Si ritrovò all'interno di un'ampia stanza, illuminata unicamente dal cono di luce che filtrava dal pianerottolo. Appena riuscì a individuare la sagoma piegata dell'uomo che si massaggiava dolorante, gli si avventò contro, spingendolo nel buio.
«Ipocrita! Bugiardo! Come hai osato? Come hai potuto?»
Brancolando nella penombra, Giulio provò a immobilizzarla. Ne seguì una lotta convulsa, dove lui alla fine riuscì ad afferrarla per un braccio e a farla roteare, bloccandola contro di sé. La strinse forte, pressandole la bocca sulla nuca e ripetendo più volte di calmarsi. Il suo alito puzzava di alcol.
Con una smorfia Violetta cercò di liberarsi dalla morsa, ma capendo subito di non esserne in grado, abbandonò le forze, accasciandosi al suolo. Giulio la seguì nel movimento e rimasero agganciati per terra col respiro corto.
«Mi dai la nausea» mormorò lei, tentando debolmente di divincolarsi. Giulio la lasciò libera e si rimise in piedi, appoggiandosi al muro.
«Vedo con piacere che sei passata a darmi amichevolmente del tu.»
Chiuse la porta d'entrata e la stanza restò avvolta dall'oscurità. Violetta percepì i suoi movimenti sicuri e udì l'aprirsi di un'altra porta. Subito dopo l'ambiente fu scaldato da un bagliore rosato proveniente dalla camera adiacente.
«Stasera c'è qualche difficoltà con il sistema elettrico e qui dentro la luce non funziona.»
Le tornò vicino per aiutarla ad alzarsi, ma lei lo allontanò con disprezzo.
Giulio la guardò con freddezza e si spostò verso l'isola di divani posta sul lato destro del salone.
«Come vuoi, però ti avverto, sono molto ubriaco e faccio fatica a seguirti, quindi spiegami semplicemente perché ce l'hai con me.»
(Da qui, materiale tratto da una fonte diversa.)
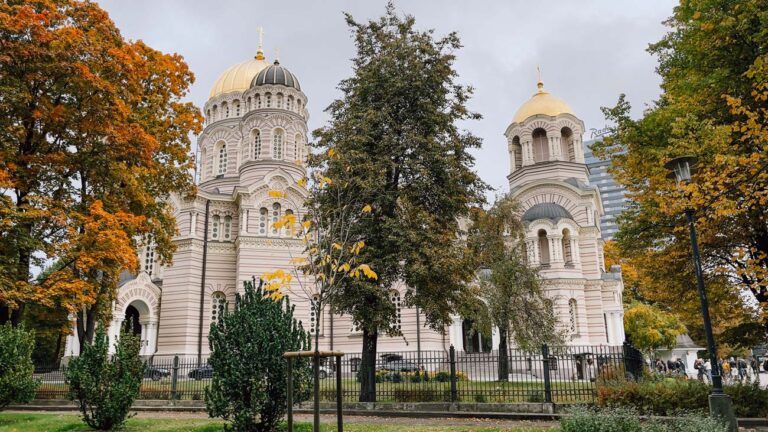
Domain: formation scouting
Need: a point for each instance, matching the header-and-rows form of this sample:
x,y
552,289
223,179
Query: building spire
x,y
260,51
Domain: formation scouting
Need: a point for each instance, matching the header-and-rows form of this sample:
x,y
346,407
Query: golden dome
x,y
541,103
238,77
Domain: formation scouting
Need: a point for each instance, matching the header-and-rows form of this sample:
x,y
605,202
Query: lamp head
x,y
681,168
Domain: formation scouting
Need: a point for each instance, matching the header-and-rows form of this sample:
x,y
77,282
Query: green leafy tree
x,y
104,386
510,291
16,382
650,327
248,388
714,70
395,134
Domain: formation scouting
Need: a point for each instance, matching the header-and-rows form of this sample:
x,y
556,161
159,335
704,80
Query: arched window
x,y
543,248
288,230
297,147
394,297
573,311
263,217
215,228
227,231
566,145
277,144
275,217
218,304
540,146
256,144
517,153
314,314
567,252
222,166
149,255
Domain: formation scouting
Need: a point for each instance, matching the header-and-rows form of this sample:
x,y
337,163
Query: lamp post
x,y
720,404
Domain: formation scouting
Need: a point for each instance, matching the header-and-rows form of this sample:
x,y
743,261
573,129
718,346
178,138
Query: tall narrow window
x,y
215,227
275,216
222,159
277,144
256,144
218,304
149,256
227,227
263,217
573,316
394,296
314,315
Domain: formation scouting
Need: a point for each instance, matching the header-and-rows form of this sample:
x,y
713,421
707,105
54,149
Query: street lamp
x,y
720,404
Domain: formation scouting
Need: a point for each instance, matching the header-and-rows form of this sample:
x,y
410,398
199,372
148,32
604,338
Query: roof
x,y
550,211
541,102
276,75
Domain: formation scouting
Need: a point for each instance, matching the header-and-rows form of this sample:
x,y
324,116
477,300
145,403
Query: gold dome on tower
x,y
541,103
238,77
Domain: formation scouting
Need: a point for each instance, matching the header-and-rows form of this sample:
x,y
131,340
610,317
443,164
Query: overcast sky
x,y
589,51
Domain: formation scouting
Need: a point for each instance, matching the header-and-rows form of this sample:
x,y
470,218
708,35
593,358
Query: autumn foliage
x,y
95,136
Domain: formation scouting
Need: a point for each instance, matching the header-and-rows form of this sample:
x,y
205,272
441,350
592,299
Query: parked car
x,y
201,372
155,373
400,366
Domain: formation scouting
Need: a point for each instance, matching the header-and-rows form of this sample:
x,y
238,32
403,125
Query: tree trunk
x,y
368,367
503,356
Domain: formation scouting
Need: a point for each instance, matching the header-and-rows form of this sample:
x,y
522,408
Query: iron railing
x,y
559,374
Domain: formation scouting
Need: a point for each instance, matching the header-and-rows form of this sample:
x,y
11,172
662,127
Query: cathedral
x,y
251,156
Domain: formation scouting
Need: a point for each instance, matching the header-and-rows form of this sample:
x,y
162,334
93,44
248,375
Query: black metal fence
x,y
560,374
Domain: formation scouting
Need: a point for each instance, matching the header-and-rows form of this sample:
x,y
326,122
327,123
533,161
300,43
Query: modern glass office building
x,y
612,193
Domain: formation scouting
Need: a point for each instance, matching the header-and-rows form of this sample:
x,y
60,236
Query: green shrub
x,y
583,419
16,369
248,388
669,396
104,388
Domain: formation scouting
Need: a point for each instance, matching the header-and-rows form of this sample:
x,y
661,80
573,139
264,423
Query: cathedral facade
x,y
251,156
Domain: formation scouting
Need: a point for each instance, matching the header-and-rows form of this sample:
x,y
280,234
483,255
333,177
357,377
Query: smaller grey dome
x,y
276,75
550,211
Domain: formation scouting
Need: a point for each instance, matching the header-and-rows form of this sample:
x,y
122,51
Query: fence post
x,y
174,377
452,358
547,378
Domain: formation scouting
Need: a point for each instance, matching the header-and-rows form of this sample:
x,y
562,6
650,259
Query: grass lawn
x,y
36,422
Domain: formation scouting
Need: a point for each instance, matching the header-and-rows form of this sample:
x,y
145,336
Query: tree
x,y
248,388
17,384
104,386
510,291
650,328
93,139
713,71
395,133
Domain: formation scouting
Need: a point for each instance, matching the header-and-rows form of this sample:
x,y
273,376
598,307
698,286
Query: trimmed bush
x,y
248,388
104,388
669,396
583,419
16,382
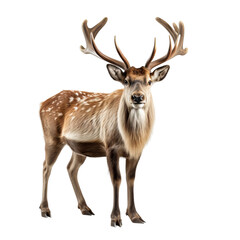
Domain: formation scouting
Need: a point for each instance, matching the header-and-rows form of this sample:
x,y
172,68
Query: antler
x,y
176,33
90,34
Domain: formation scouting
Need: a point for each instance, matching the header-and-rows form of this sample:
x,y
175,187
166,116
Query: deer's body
x,y
93,123
114,125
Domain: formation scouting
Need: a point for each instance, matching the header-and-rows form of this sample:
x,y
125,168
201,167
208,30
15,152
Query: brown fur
x,y
96,125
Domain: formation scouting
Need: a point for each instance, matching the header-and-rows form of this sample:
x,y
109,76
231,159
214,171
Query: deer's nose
x,y
137,98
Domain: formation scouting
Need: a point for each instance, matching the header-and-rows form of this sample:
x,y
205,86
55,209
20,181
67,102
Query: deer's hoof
x,y
45,212
116,222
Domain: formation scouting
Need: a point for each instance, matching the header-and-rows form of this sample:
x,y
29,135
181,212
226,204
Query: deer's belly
x,y
89,149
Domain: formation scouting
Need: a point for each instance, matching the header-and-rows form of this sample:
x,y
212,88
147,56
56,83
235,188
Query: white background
x,y
187,183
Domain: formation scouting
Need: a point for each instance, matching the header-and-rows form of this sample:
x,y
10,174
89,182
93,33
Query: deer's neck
x,y
135,126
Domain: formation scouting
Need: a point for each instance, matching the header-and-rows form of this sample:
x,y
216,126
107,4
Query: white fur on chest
x,y
137,118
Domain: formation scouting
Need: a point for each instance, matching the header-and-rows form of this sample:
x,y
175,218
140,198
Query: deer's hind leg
x,y
52,150
73,167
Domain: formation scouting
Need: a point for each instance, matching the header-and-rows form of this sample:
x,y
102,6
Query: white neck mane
x,y
135,127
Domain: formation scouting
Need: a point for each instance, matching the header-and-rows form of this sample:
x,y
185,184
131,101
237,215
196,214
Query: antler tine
x,y
105,57
162,59
91,48
177,35
121,54
152,54
94,30
169,28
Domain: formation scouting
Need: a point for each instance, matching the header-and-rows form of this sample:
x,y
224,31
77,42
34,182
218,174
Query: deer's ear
x,y
160,73
116,73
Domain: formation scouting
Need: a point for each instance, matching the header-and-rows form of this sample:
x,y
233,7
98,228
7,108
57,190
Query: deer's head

Violetta non reagì. Improvvisamente si sentiva svuotata e niente sembrava avere più senso. Perché si trovava lì? Cosa credeva di ottenere? A quanto era accaduto non si poteva rimediare. Tutto era troppo marcio in quella storia e ciò che le rimaneva era solo il disgusto e la voglia di andarsene. Si sollevò dal pavimento e si avviò per uscire, ma Giulio, con prontezza inattesa, corse a sbarrarle la strada.
«Eh, no! Tu non puoi venire qui, picchiarmi, insultarmi e poi sparire.»
Quel rimprovero bastò a riaccendere tutta la rabbia che l'aveva spinta fin lì.